Perkampungan kumuh. Di tengah menjulang tingginya bangunan megah kolam singgasana. Deretan rumah beratap seadanya. Terlihat rumah kardus diantara deretan rumah itu. Rumah kardus itu dihuni oleh dua bocah. Mereka tak punya sanak saudara, apalagi ayah dan ibu. Keduanya setiap hari jualan asongan di rel  ibukota.


Entah siapa yang membuang keduanya. Mereka ingin menuntut tapi pada siapa? Adakah yang peduli dengan nasib mereka? Ahh…rasanya akan diacungi jempol bila ada yang prihatin dengan kondisi mereka. Menangis? Sampai kapan mereka harus menangisi nasib? Takdir? Huuh…patutkah takdir-Nya disalahkan?


“Kemana jalur hari ini, Du?” Zaitun melirik Madu yang lagi asyik menyusun dagangannya di kotak kardus kecil.


“Tempat biasa, tapi jangan melintas di area rel ya. Kita dagang di sekitar stasiun saja.” Madu menyerahkan Zai satu kotak dagangan.


“Oke!” ia mengacungkan jempolnya.


“Nggak pake makan ya, Du?” tanyanya lirih.


Madu melempar senyum,


“Udah, jangan cengeng. Biasanya lo juga kagak makan.” Madu beranjak sambil menarik tangan Zai. Zai merintih, menahan lapar. Tapi ia tetap turut beranjak pergi.


                                                            ***


Di stasiun. Zai melihat ada anak yang mau copet.

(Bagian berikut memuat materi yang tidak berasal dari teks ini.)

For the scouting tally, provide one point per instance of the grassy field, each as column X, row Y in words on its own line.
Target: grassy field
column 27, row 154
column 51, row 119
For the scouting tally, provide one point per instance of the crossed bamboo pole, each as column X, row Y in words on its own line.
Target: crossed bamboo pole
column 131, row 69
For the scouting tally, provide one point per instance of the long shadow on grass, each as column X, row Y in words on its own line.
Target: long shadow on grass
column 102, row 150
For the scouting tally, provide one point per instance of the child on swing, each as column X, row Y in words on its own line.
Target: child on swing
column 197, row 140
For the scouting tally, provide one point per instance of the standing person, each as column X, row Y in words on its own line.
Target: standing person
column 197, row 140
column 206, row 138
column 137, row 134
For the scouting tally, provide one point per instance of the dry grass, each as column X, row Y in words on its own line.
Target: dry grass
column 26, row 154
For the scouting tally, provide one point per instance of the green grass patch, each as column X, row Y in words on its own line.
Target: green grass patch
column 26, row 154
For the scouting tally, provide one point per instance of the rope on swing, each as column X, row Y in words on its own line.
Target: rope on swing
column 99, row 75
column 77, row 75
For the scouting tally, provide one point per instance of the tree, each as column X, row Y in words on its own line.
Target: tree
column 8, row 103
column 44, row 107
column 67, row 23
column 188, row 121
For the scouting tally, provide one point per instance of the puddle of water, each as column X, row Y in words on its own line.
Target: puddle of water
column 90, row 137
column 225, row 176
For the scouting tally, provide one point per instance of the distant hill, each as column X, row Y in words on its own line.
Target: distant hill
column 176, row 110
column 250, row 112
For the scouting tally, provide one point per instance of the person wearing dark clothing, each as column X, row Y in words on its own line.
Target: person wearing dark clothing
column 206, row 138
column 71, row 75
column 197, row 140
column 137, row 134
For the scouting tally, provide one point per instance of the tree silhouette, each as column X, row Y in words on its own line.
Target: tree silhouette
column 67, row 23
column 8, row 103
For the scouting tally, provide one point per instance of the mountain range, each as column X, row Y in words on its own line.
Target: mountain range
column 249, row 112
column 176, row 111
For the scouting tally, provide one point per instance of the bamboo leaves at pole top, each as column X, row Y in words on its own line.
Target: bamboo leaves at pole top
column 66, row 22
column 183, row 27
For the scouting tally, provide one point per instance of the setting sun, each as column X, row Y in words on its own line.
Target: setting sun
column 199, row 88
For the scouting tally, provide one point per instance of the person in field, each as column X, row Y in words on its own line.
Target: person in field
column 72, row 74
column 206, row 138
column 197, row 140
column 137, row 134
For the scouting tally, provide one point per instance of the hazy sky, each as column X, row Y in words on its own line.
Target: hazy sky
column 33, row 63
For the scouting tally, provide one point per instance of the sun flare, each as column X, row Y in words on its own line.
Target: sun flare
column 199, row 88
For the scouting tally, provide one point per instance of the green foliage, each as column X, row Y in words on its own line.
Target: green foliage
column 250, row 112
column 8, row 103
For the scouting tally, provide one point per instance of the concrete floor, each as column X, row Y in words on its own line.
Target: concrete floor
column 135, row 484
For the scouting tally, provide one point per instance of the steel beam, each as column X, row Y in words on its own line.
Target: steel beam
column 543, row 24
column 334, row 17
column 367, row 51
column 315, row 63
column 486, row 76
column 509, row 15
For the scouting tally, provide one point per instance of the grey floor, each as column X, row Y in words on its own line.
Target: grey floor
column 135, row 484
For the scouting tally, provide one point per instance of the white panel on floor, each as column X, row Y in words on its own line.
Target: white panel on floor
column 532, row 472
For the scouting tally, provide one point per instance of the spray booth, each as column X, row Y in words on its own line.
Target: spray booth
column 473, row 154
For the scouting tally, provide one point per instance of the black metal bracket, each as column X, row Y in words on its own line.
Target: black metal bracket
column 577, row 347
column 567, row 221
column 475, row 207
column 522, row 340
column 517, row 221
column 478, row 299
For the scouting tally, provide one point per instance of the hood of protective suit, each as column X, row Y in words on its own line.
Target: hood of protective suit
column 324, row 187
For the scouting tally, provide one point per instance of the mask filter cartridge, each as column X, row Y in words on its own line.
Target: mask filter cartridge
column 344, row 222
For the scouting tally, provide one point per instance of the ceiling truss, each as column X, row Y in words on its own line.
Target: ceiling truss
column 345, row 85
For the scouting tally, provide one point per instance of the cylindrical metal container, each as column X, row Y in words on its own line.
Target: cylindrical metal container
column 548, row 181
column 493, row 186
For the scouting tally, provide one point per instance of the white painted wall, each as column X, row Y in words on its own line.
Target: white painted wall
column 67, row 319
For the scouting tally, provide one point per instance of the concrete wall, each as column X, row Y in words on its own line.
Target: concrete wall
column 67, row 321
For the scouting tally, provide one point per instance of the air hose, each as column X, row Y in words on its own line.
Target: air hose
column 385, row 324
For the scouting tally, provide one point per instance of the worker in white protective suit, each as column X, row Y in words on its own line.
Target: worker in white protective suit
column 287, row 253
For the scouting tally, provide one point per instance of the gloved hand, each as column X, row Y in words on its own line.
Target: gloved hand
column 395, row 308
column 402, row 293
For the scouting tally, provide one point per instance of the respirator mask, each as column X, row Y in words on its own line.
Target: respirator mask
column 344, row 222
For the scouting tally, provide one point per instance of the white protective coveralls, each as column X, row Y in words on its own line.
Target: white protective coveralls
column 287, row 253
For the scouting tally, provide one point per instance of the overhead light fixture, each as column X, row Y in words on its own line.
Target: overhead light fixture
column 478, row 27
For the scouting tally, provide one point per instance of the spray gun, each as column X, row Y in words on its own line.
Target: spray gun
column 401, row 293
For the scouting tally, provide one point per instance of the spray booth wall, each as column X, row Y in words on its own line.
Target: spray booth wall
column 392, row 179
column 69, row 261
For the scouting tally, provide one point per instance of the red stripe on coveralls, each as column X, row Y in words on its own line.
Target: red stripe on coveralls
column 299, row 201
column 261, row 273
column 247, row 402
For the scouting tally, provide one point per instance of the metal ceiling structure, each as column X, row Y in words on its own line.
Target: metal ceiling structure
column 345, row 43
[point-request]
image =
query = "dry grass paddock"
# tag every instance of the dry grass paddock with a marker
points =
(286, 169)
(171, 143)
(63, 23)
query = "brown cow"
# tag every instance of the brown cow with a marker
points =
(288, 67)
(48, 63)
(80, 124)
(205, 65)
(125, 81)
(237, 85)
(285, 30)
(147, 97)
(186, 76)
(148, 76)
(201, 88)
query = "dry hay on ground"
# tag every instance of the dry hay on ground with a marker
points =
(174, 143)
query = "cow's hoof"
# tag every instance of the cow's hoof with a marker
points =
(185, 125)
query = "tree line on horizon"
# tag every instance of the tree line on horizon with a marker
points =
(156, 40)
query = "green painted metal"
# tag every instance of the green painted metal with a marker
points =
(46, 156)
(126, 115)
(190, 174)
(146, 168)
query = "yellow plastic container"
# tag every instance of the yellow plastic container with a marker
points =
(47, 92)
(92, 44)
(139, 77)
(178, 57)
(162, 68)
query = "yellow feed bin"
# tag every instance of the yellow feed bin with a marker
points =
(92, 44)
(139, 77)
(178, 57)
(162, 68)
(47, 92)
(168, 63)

“Woooi…berhenti nggak lo!” ia mengejar anak yang mengambil dompet seorang wanita.


Anak itu terus saja berlari. Zai tetap mengejar, alhasil anak itu mengalah.


“Kenapa lo ngejar gua? Bukannya mencopet udah lumrah di kalangan anak jalanan kayak kita?” Boy, nama anak itu, Madu dan Zaitun mengenal pencopet ini.


 “Hmm…begitu yang banyak orang tahu. Tapi gua nggak bakal melaksanakan itu. Gini-gini gua masih takut azab Allah, Bro.” Zai menyanggah ucapan Boy.


“Ya, gua tahu lo nggak pernah nyopet. Nih dompet cewek itu, lo yang balikin.” Boy menyerahkan dompet ke Zai.


“Atas alasan apa lo nyopet? Bukannya kita udah ada kerjaan? Toh kalo nggak bisa beli baju, untuk makan sekali cukup, kan?” ia menatap wajah rekan seprofesinya itu.


“Adik gua sakit. Kemarin gua mau bawa ke rumah sakit tapi gua nggak berani. Gua nggak punya duit. Gua nggak tahu harus gimana. Gua nggak mau kalo adik gua hingga mati.” Tetesan air mata menghujani wajahnya yang lusuh, selusuh bajunya.


“Niat lo bener Boy. Tapi cara lo salah. Percuma kan. Tetep nggak dapet pahala. Nggak barokah?” Zai mencoba memberi pandangannya pada Boy.


“Iya, gua tahu. Tapi adik gua butuh diobati segera.” Ia masih terisak.


“Ya udah, gua mau balikin dompet ini. Lo tunggu disini. Gua akan segera kesini. Oke?” ia menepuk bahunya. Secepat kilat jejaknya tak kelihatan lagi.


                                                            ***


“Kemana aja Zai?” Madu khawatir. “Maaf, tadi gua gres ngejar copet. Dan gua gres balikin dompetnya.” Zai masih ngos-ngosan.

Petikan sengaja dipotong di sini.